UK: Lyme disease from tick bite leaves Wiltshire woman on drip

"Friday 12 July 2024 at 6:34pm

A young woman from Wiltshire says she has to spend hours on a drip nearly every day after being bitten by a tick at the age of 19.

Yasmin Watling, who is now 25, did not see the tick itself but discovered an enormous red bullseye rash on her leg and realised she may have been infected with Lyme Disease.

She went to the GP but says that, unfortunately, she was prescribed the wrong antibiotics and so did not get the timely treatment she needed.

In the years since, Lyme disease has had an enormous and negative impact on her life - leaving her with extreme fatigue, brain fog, memory loss and neck pain among other symptoms."

More here:

https://www.itv.com/news/westcountr...oman-struggling-to-go-out-due-to-lyme-disease

 

Embarrassingly biased, IMO, if only because they open with the ALDF. Even the description of Lyme symptoms is comically skewed.

 

What is the purpose of this article? So many mixed messages.
It is a contentious issue in Australia as authorities say it is not transmitted by ticks there but there are advocacy groups that say it is.

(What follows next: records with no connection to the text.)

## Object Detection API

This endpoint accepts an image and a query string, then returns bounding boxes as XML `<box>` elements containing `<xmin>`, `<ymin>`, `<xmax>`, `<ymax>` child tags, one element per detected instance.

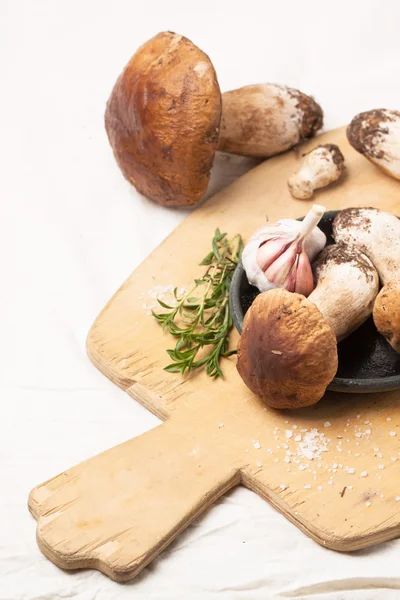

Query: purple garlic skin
<box><xmin>242</xmin><ymin>205</ymin><xmax>326</xmax><ymax>296</ymax></box>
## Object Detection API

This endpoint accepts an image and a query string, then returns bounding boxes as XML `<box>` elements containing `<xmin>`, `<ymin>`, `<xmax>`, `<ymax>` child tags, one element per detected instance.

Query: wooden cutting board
<box><xmin>29</xmin><ymin>128</ymin><xmax>400</xmax><ymax>581</ymax></box>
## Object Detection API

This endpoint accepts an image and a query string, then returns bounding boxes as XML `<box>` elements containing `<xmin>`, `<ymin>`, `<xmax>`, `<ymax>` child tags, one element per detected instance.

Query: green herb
<box><xmin>152</xmin><ymin>229</ymin><xmax>243</xmax><ymax>377</ymax></box>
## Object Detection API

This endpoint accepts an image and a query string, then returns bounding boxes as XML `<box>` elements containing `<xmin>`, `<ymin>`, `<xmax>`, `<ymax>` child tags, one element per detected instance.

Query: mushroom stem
<box><xmin>218</xmin><ymin>83</ymin><xmax>323</xmax><ymax>158</ymax></box>
<box><xmin>333</xmin><ymin>208</ymin><xmax>400</xmax><ymax>352</ymax></box>
<box><xmin>237</xmin><ymin>245</ymin><xmax>379</xmax><ymax>408</ymax></box>
<box><xmin>288</xmin><ymin>144</ymin><xmax>344</xmax><ymax>200</ymax></box>
<box><xmin>308</xmin><ymin>244</ymin><xmax>379</xmax><ymax>342</ymax></box>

It also didn’t mention Alpha-GAL that a small number of people with Lyme Disease develop and can be life threatening if they eat mammalian meat / by products. It is definitely more widespread in the USA. A cousin contracted it in Arkansas from a tick bite from a bet bunny & she also now has Alpha-GAL.

 

I have contributed to a couple of threads on this site since I joined but this is by far the most relevant to me.
I have been diagnosed with a Borellia infection although the strain has not been identified. Lyme disease is Borellia burgdorferi but there are about 6 strains of Borellia that can cause Lyme-like disease and some of those are of European origin where Lyme disease is American.
Diagnosis was through microscopy with the visual presence of spirochetes in the blood.
I had no obvious tick bite but I was bitten by something whilst in the Canaries which resulted in swelling and infection. I knew nothing of Lyme disease and as I was away from home I didn't seek treatment at the time. Some 3-4 years later with increasing arthritis, NSAIDs triggered the start of the symptoms.
As I was tested and diagnosed privately, my GP and subsequent others have not really believed the diagnosis, even opting to do the Elisa test which came back negative. Unfortunately this test and the Western Blot test usually do prove negative as Borellia are pleomorphic so can survive without a cell wall thus avoiding the immune system...so no antibodies.